Retourner sur les lieux du non-crime avait pour moi été fort émouvant. S'il n'y avait pas tant d'écart entre la façon dont la société conçoit les rôles selon les genres, il est évident que j'eusse fait du chantier, j'aimais. Mais voilà il fallait être particulièrement costaude pour s'imposer (non pas tant sur le terrain, les milieux réputés misogynes ont souvent cette qualité qu'une fois qu'on a prouvé qu'on bossait dur et qu'on n'était pas là pour charmer, on y est acceptées, qu'auprès des recruteurs) ; à l'époque j'étais encore de condition physique fragile, c'est à force de sport et de vie attentive que je suis parvenue à ce qu'elle soit au contraire solide et plutôt fiable, et je n'avais pas osé forcer le barrage. Ce que je ferais sans problème avec mon corps de maintenant.
Il y a aussi que nous étions très amoureux avec le futur "l'homme de la maison" et envisagions comme on dit de fonder une famille. Or j'avais bien compris que la vie de directeur/trice de travaux n'était pas merveilleusement compatible avec la présence auprès d'éventuels enfants. Je me suis donc dirigée vers quelque chose de très différent mais qui était porteur d'avenir (4).
Il n'en demeure pas moins que revoir ce groupe d'immeubles me laisse émue même si ma participation à leur existence fut modeste.

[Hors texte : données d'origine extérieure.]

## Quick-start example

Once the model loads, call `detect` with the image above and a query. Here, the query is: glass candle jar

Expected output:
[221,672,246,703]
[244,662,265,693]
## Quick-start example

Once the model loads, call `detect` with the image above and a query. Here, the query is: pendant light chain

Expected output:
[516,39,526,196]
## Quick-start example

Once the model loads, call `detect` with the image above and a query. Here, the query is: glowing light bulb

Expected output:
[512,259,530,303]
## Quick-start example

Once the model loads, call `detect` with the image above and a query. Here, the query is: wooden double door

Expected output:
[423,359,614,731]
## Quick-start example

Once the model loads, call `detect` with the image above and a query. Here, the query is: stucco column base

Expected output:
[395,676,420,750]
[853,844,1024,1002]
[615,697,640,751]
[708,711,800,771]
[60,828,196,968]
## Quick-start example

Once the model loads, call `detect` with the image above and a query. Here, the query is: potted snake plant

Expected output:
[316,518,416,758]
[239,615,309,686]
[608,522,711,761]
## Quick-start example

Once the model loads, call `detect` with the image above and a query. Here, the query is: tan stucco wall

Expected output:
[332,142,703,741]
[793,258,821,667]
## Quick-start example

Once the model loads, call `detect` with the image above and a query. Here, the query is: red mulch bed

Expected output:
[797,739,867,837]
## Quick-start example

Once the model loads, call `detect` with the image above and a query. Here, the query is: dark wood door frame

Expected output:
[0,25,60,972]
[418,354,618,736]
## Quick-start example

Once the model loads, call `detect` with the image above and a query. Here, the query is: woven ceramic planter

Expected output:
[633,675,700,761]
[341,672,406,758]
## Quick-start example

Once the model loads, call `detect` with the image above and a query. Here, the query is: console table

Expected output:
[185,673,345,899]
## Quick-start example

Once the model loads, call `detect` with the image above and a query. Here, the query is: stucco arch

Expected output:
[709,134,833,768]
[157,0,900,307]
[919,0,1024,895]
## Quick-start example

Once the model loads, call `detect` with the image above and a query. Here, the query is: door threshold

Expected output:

Un autre chantier auquel j'avais participé, le siège social de Kodak de Châlon sur Saone, a eu le temps de servir, de fermer, puis d'être détruit et remplacé. Ce qui reste impressionnant : avoir participé à la construction de quelque chose qui a déjà connu un cycle complet.
(1) Merci Bladsurb, je me rends encore mieux compte a posteriori combien l'idée était bonne.
(2) Désolée mais il mettait un tel soin à venir aux réunions de chantier accompagnée par l'une d'elles dans l'une d'elles qu'il était difficile de le mémoriser autrement. Les femmes changeaient plus souvent que les voitures.
(3) ou qui avait déjà beaucoup investi.
(4) L'informatique en entreprise, qui sortait de sa préhistoire. Là s'était le côté innovant qui m'attirait. Être dans le flot d'une révolution en marche.